The Coxes owned a vehicle insured under a State Farm policy. They sold the vehicle to Bojorquez but retained the title and maintained the State Farm policy pending full payment. Bojorquez’s daughter was involved in a collision with Quihuis, who subsequently sued her for negligence and the Coxes for negligent entrustment. State Farm refused to defend the Coxes, arguing that there was no coverage because the Coxes did not own the vehicle at the time of the collision. The Coxes, Quihuis, and Bojorquez entered into a Damron agreement, in which the Coxes acknowledged ownership of the vehicle at the time of the collision and assigned to Quihuis their rights against State Farm. Once judgment was entered, Quihuis sued State Farm. The court entered summary judgment in favor of State Farm, finding that the Coxes did not own the vehicle at the time of the collision. Quihuis appealed, resulting in the certified question, “Whether a default judgment against insured-defendants that was entered pursuant to a Damron agreement that stipulated facts determinative of both liability and coverage has (1) collateral estoppel effect and precludes litigation of that issue in a subsequent coverage action against the insurer . . . or (2) no preclusive or binding effect…”
The Court concluded that while a Damron agreement precludes litigation of liability issues, it does not preclude litigation of whether coverage exists. It clarified, however, that “an insurer in a coverage action may not, in the guise of a coverage defense, litigate what are essentially and solely liability issues resolved by the default judgment.” In reaching this conclusion, the Court analyzed Restatement (Second) of Judgments § 58, which precludes an indemnitor from disputing “the existence and extent of the indemnitee’s liability” and from relitigating any issues determined in the previous action. It noted that neither the Restatement nor Arizona case law precluded litigation of pure coverage issues. In Quihuis, State Farm was not seeking to litigate the “existence and extent” of the Coxes’ liability or argue that coverage did not exist because the Coxes were not liable. Instead, State Farm was seeking to litigate the issue of ownership, which had not been “actually litigated in the underlying tort case.” Although the ownership issue was directly related to liability and determinative of coverage, neither § 58 nor Arizona case law necessarily precluded State Farm from litigating it.
In reaching its conclusion, the Court rejected Quihuis’s argument that State Farm was precluded from litigating the ownership issue because it had breached its duty to defend the Coxes. Without deciding whether State Farm had breached any duty to the Coxes, the Court remarked that Arizona does not impose an absolute duty on an insurer to defend its insured, particularly when facts not alleged in the complaint take the case outside the scope of coverage under the policy. Ultimately, citing Arizona case law, it held that applying issue preclusion under the factual scenario presented in Quihuis would undermine any “meaningful distinction” between an insurer’s duty to defend and its duty to indemnify.

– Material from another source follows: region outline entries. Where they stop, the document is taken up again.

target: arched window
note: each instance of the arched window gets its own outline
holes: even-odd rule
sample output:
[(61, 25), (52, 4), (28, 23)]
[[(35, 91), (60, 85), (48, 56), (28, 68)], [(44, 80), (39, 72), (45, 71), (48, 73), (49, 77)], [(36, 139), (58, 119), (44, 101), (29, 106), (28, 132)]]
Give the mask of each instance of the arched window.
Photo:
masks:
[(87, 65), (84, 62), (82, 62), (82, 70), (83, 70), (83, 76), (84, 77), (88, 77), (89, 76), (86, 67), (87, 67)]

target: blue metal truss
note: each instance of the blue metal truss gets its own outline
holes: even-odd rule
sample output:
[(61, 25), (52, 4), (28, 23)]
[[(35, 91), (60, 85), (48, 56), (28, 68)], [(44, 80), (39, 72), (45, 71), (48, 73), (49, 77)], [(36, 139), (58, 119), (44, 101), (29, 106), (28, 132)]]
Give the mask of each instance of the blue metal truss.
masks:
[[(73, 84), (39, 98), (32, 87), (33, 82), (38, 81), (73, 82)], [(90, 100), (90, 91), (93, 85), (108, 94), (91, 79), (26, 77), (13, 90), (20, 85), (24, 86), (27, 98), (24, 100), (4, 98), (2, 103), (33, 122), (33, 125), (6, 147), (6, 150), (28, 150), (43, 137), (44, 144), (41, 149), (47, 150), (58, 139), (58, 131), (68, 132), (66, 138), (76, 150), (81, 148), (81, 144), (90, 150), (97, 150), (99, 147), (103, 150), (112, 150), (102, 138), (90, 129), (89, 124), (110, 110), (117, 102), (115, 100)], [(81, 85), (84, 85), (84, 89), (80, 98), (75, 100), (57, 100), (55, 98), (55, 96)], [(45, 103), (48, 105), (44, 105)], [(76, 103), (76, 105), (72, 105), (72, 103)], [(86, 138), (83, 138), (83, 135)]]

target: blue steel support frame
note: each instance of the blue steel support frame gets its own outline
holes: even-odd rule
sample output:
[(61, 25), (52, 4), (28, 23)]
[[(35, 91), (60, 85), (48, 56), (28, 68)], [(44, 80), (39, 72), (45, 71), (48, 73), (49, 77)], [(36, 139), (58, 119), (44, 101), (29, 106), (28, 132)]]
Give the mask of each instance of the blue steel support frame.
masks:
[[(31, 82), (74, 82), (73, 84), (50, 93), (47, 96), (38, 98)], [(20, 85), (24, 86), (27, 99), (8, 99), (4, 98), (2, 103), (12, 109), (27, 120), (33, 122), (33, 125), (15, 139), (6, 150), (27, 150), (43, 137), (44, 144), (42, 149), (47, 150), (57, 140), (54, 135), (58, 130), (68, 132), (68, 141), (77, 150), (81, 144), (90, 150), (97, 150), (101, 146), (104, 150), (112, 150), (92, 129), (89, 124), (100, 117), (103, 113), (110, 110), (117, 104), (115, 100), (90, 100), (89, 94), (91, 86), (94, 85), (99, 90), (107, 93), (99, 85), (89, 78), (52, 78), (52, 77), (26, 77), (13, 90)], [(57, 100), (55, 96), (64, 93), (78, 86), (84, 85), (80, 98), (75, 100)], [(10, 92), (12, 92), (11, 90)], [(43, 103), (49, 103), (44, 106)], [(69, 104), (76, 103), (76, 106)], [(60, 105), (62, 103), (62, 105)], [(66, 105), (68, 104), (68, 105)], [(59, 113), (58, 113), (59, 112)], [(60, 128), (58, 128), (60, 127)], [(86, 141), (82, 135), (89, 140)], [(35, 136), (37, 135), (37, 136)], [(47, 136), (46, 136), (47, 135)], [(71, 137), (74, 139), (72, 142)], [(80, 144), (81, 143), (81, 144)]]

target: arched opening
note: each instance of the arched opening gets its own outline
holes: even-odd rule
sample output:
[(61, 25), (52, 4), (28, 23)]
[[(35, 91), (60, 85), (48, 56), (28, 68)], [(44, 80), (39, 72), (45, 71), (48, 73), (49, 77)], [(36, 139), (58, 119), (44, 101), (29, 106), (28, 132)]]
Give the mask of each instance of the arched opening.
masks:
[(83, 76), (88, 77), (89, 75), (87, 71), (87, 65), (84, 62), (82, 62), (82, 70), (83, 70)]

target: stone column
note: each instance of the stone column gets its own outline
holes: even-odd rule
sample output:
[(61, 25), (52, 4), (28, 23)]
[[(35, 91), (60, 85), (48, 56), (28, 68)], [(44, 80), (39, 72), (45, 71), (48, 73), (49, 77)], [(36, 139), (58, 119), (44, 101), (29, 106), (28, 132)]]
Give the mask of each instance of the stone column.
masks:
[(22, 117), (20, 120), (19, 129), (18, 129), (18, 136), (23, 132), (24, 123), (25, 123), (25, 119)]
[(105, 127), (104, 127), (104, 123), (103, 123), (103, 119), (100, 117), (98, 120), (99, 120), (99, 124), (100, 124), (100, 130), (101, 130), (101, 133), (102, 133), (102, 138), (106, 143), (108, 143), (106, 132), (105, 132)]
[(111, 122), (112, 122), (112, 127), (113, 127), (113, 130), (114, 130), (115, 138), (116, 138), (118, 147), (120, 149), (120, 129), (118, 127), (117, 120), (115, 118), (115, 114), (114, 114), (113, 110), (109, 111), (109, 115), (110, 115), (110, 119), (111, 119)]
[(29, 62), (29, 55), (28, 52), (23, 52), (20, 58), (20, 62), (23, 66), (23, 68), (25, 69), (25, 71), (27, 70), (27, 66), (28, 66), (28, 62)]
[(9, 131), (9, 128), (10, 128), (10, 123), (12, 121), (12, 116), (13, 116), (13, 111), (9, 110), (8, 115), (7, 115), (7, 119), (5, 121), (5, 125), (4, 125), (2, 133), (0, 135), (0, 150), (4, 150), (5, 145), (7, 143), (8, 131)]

Because coverage under the State Farm policy ceased to exist before the accident occurred, there could be no coverage regardless of the Coxes’ liability. Accordingly, State Farm was not bound by the Damron agreement in this case. Nevertheless, the Court emphasized the dangers of an insurer’s refusal to defend, stating that it does so “at its peril,” and advised that insurers should, instead, defend their insureds under a reservation of rights and obtain a prompt determination of coverage.
As a result of this holding, plaintiffs should be cautious in entering into Damron agreements when the existence of coverage (separate from coverage based on liability) is likely to be an issue. Further, in litigation following a Damron agreement, plaintiffs must carefully consider the defenses raised to ensure that the insurer is not attempting to “litigate what are essentially and solely liability issues resolved by the default judgment.”